The text continues by relating how Śakyamuni went to Bodhgaya and taught the three Piṭakas, which eventually enabled Tri Song Detsen to open a window onto the darkness. Subsequently a number of wise men were converted to Buddhism and the influence of the religion grew. In order to effect further conversions, the king sent a number of scholars to learn the Indian language.
[Tenjur Modern ed, vol. 96, p. 944; Tenjur Xylograph ed, vol. 173, fol. 135v.]

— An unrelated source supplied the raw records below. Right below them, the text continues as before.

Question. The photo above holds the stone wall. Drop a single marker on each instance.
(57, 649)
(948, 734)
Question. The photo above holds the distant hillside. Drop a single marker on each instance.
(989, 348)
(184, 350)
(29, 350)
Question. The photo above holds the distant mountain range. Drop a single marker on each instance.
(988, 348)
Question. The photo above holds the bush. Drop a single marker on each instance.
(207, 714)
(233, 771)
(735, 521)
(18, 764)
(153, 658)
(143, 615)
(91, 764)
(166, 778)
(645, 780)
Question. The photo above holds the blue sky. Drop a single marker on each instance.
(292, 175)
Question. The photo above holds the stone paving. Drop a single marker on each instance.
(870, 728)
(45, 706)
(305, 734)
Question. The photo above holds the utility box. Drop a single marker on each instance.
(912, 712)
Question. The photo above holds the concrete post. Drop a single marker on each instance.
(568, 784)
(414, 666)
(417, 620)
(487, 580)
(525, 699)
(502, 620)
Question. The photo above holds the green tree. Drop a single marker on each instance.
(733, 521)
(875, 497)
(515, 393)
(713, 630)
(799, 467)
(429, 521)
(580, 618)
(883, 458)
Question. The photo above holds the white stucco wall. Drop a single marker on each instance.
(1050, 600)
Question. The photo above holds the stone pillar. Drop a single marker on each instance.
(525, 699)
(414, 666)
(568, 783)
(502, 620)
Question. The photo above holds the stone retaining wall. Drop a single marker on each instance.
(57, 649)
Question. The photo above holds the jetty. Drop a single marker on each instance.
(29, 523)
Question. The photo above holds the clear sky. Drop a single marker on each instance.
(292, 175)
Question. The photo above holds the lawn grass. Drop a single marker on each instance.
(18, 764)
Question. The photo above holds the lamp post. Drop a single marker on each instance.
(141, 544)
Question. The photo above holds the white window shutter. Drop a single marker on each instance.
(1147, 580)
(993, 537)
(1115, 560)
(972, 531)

སྲིད་ཀྱི་ཆབ་སྲིད་མངའ་ཐང་དགུང་ལ་རེག
།བུ་དྡྷ་གུ་ཧྱ་བདག་དངོས་གློ་བ་དགའ།
།ཆབ་སྲིད་ཡོ་བ་ཀུན་གྱི་གཞུང་སྲོང་ཞིང་།
།སྤྲུལ་པའི་རྒྱུད་མ་ཆད་པའི་ནང་ན་ལྡེ།
Since you have achieved the height of worldly power in the kingdom,
Buddhaguhya is truly delighted.
You have corrected [the behaviour of] all deceitful people in the realm,
You are from an unbroken line of incarnations.
།ཁྲི་སྲོང་ལྡེའུ་བཙན་མངའ་བདག་ཞལ་སྔ་ནས།
།མི་ཆོས་ལྷ་ཆོས་མངའ་ཐང་རྩེ་རུ་ཆིབས།
།རིན་ཆེན་འབར་བའི་སྐུ་ཡི་ཕུང་པོ་ལ།
།རླུང་མཁྲིས་བད་ཀན་འདུས་པའི་ནད་ཆེན་དང་།
།སྟོང་ཕྲག་བརྒྱད་ཅུའི་བགེགས་ཀྱིས་མ་བཙལ་བར།
།འཇམ་དཔལ་དང་ནི་མུ་རི་ཏ་ལ་ཁུམས།
Lord Khri srong lde’u bstan, you have said,
“Ride to the supreme authority of the worldly and divine customs (mi chos lha chos),
Whose richly resplendent body,
Is not afflicted by the great illnesses caused by the combination of wind, bile, and phlegm,
Or by the 80,000 obstructive demons”,
To ’Jam dpal (Mañjuśrī) and Mu ri ta (Murita).
This section concludes with Buddhaguhya lamenting that he does not have the strength to travel to Tibet, in response to the invitation of Tri Song Detsen.